Tout dépend de ce que vous projetez : les associer au bail ou simplement les intégrer sur l’exploitation.

Dans le premier cas, la loi autorise le fermier à associer son descendant à son bail en qualité de co-preneur sous certaines conditions (article L. 411-35 du code rural). Il faut avoir la qualité de descendant. L’association est possible au profit des enfants ou petits-enfants du preneur. En revanche, selon la jurisprudence, elle n’est pas autorisée au profit d’un gendre car il n’a pas de lien de filiation avec le fermier. Autre condition, le descendant doit avoir atteint l’âge de la majorité. Il doit aussi respecter le contrôle des structures. L’association au bail est subordonnée à l’agrément préalable du bailleur. À défaut, elle peut être autorisée par le tribunal paritaire des baux ruraux. Dans cette hypothèse, seule votre fille peut être associée au bail et il faudra obtenir l’autorisation du propriétaire.

L’autre solution pour intégrer le plus rapidement possible votre fille et votre gendre est de créer une société et de mettre votre bail à disposition de cette société. En effet, selon l’article L. 411-37 du code rural, le fermier qui est membre d’une société d’exploitation agricole peut mettre à la disposition de celle-ci tout ou partie des biens dont il est locataire. Des règles particulières s’appliquent au Gaec.

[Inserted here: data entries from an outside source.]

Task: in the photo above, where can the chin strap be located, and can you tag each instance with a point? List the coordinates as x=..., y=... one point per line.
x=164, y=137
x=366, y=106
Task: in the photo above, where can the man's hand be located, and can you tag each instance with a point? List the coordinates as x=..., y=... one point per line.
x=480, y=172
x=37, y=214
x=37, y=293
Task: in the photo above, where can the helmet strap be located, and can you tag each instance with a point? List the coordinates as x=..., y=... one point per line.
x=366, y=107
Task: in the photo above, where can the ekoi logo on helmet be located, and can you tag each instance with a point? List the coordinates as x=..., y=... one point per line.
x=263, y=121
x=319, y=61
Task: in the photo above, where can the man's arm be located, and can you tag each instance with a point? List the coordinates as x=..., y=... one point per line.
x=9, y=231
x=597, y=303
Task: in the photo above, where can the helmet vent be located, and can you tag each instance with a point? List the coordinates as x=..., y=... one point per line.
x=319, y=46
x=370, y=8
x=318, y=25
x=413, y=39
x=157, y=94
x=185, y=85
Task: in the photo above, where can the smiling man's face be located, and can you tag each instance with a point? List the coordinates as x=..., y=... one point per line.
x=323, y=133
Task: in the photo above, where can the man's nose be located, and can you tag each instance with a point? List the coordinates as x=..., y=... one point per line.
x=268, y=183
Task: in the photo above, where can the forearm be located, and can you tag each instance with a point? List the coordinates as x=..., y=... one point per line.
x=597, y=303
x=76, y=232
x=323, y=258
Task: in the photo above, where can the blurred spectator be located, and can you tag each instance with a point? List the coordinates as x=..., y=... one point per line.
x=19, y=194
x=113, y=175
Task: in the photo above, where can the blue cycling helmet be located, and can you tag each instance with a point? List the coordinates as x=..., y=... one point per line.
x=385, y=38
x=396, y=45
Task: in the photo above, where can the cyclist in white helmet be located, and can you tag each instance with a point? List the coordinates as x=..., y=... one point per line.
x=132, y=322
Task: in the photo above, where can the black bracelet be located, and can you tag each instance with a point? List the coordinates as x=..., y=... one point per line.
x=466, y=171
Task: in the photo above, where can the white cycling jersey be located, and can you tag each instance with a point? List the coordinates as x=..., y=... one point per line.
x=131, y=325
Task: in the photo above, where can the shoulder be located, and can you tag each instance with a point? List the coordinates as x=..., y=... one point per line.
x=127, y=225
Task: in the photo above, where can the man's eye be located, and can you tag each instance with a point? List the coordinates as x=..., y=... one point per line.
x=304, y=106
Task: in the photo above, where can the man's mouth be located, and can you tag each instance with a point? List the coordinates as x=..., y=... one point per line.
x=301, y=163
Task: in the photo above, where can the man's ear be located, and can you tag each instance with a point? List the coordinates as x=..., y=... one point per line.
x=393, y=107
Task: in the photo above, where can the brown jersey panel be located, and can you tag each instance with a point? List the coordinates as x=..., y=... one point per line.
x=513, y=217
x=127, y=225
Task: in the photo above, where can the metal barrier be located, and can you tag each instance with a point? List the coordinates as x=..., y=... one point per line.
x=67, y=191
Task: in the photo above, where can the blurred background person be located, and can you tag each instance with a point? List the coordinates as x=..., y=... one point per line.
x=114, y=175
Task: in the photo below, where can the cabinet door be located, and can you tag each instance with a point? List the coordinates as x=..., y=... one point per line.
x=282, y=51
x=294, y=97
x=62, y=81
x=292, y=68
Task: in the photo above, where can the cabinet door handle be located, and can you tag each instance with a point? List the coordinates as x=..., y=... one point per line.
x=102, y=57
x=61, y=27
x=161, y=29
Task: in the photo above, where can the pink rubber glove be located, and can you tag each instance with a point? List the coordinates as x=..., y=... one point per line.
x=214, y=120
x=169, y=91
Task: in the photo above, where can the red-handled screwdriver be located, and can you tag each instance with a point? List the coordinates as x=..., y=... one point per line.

La mise à disposition n’est pas soumise à l’agrément du propriétaire. Le fermier a seulement l’obligation de l’informer. En fait, le fermier reste titulaire du bail, le droit de bail n’est pas transféré à la société. Le fermier doit aviser le bailleur par lettre recommandée avec accusé de réception (LRAR) au plus tard deux mois après la mise à disposition. Par la suite, le fermier est tenu d’avertir le propriétaire de la fin de la mise à disposition ainsi que des changements intervenus dans les informations données.

Le défaut d’information du propriétaire peut être sanctionné par la résiliation du bail. Cependant, depuis la loi du 9 juillet 1999, le contrat ne peut être résilié que si le preneur n’a pas communiqué les informations dans le délai d’un an après mise en demeure par le propriétaire (par LRAR). Selon l’article L. 411-37 du code rural, la sanction ne sera pas encourue si les omissions ou les irrégularités constatées n’ont pas été de nature à induire le bailleur en erreur.